Data Center Operations Engineer
Location: Hyderabad
12 Months Contract
The Data Center Operations Engineer is responsible for supporting, maintaining, and deploying critical data center infrastructure with a strong focus on Linux-based systems, GPU server deployments, and InfiniBand networking. This role requires hands-on expertise in data center operations, cluster bring-up, hardware installation, and troubleshooting across compute, network, and GPU environments. The engineer will collaborate closely with global infrastructure, development, and operations teams to ensure reliable, secure, and scalable service delivery.
Required Qualifications
- Bachelor's degree in Computer Science, Engineering, Information Technology, or equivalent practical experience.
- Strong hands-on experience in Linux environments, including system administration, troubleshooting, and performance validation.
- Proficiency with Linux command-line tools and shell scripting (Bash or equivalent).
- Experience with cluster bring-up, driver installation, and system-level configuration.
- Hands-on experience setting up and validating GPU servers in clustered environments.
- Experience with end-to-end GPU testing in InfiniBand-based clusters.
- Working knowledge of InfiniBand networking, including switch configuration and subnet management.
- Solid understanding of networking fundamentals, including the OSI model and TCP/IP protocol suite (IP, ARP, ICMP, TCP, UDP, SMTP, FTP, TFTP).
- Experience installing, configuring, and troubleshooting routers, switches, and terminal servers.
- Familiarity with fiber and copper cabling, including IP and SAN deployments.
- Experience managing incident tickets, maintaining acceptable ticket loads, and meeting SLAs.
- Strong organizational skills with meticulous attention to detail in data center environments.
- Ability to follow and enforce documented escalation procedures and operational policies.
- Strong verbal and written communication skills, with the ability to collaborate effectively with cross-functional and global teams.
Preferred Qualifications
- Experience supporting HPC, AI, or large-scale GPU environments.
- Exposure to data center monitoring
- Experience documenting operational processes and maintaining technical runbooks.

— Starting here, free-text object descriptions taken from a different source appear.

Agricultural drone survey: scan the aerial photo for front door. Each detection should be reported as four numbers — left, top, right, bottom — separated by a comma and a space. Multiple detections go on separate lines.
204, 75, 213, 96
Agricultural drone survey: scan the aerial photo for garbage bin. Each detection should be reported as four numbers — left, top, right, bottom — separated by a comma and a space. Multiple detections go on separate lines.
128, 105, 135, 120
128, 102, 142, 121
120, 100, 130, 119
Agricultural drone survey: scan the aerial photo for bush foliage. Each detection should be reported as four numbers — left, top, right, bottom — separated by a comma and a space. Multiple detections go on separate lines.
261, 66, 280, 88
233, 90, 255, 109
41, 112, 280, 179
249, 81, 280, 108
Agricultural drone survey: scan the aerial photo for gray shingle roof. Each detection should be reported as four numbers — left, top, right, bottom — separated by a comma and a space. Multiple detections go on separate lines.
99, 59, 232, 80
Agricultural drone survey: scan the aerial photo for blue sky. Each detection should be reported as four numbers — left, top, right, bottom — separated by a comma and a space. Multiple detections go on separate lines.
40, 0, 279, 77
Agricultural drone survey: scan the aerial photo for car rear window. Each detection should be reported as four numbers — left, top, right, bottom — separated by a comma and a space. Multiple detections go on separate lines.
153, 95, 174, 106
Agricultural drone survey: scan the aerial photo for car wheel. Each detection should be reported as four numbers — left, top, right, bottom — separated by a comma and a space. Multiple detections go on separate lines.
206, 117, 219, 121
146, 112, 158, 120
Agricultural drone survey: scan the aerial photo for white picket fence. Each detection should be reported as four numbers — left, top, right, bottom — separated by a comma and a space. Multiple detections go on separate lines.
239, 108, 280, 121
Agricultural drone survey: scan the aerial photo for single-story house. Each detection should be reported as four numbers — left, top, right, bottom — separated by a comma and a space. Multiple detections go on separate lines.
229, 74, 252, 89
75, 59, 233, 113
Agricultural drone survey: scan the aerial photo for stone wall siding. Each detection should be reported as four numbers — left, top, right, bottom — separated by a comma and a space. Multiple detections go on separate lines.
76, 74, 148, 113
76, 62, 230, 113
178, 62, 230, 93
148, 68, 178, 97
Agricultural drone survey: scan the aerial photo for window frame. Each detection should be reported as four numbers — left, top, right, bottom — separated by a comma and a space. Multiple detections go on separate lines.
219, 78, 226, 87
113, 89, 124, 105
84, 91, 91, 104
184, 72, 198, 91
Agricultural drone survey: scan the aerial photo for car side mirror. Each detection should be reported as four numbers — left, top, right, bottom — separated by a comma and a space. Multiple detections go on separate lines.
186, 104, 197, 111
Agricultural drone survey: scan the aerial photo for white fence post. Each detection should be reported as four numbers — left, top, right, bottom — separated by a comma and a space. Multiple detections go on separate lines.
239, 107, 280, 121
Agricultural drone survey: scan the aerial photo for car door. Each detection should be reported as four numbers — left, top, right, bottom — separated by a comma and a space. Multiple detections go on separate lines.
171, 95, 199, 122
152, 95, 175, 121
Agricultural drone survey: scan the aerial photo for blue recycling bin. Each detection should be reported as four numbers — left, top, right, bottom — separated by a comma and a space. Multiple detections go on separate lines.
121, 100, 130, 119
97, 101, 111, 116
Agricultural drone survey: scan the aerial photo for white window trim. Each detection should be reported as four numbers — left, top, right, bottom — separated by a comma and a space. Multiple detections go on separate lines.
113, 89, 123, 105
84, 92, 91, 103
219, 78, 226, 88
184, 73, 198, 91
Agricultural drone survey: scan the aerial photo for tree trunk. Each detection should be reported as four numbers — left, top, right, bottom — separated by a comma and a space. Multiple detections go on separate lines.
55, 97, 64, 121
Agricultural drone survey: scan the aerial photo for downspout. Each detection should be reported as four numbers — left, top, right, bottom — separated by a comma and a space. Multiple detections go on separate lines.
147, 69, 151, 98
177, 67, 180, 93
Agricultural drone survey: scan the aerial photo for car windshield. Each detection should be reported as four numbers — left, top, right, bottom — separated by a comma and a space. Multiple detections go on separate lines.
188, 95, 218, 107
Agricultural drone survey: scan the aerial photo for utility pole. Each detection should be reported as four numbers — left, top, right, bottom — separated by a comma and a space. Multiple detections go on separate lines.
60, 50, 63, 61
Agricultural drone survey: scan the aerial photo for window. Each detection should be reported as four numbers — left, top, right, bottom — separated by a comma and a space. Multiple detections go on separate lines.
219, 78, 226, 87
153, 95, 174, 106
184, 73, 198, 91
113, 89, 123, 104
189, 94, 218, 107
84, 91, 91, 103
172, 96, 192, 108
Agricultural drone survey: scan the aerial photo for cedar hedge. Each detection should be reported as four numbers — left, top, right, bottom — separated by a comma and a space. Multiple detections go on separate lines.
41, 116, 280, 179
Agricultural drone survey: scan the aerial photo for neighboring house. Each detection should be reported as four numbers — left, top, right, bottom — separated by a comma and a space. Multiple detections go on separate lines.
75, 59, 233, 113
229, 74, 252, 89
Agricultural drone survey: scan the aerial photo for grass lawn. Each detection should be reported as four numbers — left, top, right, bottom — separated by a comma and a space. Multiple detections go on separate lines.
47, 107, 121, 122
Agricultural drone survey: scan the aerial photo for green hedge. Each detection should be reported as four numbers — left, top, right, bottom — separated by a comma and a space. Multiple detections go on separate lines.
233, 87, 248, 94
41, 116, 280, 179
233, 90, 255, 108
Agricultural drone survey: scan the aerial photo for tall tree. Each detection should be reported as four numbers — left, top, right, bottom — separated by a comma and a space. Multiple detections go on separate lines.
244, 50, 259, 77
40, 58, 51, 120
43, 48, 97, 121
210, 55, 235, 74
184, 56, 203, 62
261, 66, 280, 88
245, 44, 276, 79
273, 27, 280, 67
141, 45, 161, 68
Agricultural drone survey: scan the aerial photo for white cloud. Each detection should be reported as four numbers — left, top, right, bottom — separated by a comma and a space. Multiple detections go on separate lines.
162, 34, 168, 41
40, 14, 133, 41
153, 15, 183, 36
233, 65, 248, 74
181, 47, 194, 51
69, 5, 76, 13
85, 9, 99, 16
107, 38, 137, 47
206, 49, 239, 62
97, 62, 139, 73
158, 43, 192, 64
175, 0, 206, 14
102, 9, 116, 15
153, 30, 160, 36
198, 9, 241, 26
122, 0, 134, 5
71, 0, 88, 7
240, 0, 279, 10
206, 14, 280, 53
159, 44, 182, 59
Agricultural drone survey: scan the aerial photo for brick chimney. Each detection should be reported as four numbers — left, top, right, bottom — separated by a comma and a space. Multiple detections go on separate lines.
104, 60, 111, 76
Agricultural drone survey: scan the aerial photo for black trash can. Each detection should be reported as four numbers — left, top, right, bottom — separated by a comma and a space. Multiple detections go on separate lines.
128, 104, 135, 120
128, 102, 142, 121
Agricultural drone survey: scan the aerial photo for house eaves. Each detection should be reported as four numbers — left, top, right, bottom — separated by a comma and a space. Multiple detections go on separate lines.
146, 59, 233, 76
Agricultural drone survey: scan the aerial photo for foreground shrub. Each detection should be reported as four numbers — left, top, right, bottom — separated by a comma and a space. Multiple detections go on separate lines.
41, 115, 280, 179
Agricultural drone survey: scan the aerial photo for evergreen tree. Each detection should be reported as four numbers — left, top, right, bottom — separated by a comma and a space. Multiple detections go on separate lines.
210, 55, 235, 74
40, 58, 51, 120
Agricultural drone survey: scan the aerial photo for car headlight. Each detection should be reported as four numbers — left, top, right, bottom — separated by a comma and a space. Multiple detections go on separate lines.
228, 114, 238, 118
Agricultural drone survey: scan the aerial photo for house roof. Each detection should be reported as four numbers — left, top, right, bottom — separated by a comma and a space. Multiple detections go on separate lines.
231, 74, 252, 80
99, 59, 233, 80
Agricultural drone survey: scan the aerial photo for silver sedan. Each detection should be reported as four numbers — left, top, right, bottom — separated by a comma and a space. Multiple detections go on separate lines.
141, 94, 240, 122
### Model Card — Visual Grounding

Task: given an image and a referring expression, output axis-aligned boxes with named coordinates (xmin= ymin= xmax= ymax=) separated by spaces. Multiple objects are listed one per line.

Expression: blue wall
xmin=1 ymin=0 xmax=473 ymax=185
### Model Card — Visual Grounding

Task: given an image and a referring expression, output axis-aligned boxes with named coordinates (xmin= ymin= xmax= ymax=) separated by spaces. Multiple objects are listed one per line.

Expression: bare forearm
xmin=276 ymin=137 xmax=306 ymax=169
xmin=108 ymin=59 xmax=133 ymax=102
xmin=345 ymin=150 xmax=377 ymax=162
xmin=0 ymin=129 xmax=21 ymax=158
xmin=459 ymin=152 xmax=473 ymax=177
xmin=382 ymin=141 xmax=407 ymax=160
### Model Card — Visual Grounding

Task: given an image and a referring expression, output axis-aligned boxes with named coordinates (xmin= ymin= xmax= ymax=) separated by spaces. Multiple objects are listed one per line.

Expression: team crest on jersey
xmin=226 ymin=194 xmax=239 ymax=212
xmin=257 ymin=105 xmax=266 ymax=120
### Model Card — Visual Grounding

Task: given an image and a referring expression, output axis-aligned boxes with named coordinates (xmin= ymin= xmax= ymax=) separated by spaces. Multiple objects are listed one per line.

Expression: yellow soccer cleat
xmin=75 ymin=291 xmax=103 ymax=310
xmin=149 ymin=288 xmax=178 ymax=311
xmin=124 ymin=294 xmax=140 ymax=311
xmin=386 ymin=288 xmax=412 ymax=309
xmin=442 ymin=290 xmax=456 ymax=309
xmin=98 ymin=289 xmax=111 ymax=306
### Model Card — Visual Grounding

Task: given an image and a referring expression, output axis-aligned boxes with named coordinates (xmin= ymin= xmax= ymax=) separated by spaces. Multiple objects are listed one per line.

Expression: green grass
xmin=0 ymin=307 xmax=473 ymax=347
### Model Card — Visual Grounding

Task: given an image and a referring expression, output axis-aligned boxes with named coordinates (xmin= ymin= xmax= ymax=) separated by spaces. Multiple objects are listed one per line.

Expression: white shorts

- Familiarity with large-scale data center buildouts or refresh programs.
Physical Requirements
- Ability to perform the essential functions of the role, including lifting, moving, and installing equipment weighing 50 pounds or more, with or without reasonable accommodation.
- Ability to work in data center environments, including raised floors, equipment racks, and confined spaces.
- Willingness to work flexible hours, including nights, weekends, and on-call rotations as required.
Work Environment
- On-site data center environment with occasional remote coordination.
- Interaction with hardware vendors, service providers, and internal engineering teams.
- Fast-paced operational setting requiring attention to detail, adherence to safety standards, and rapid problem resolution.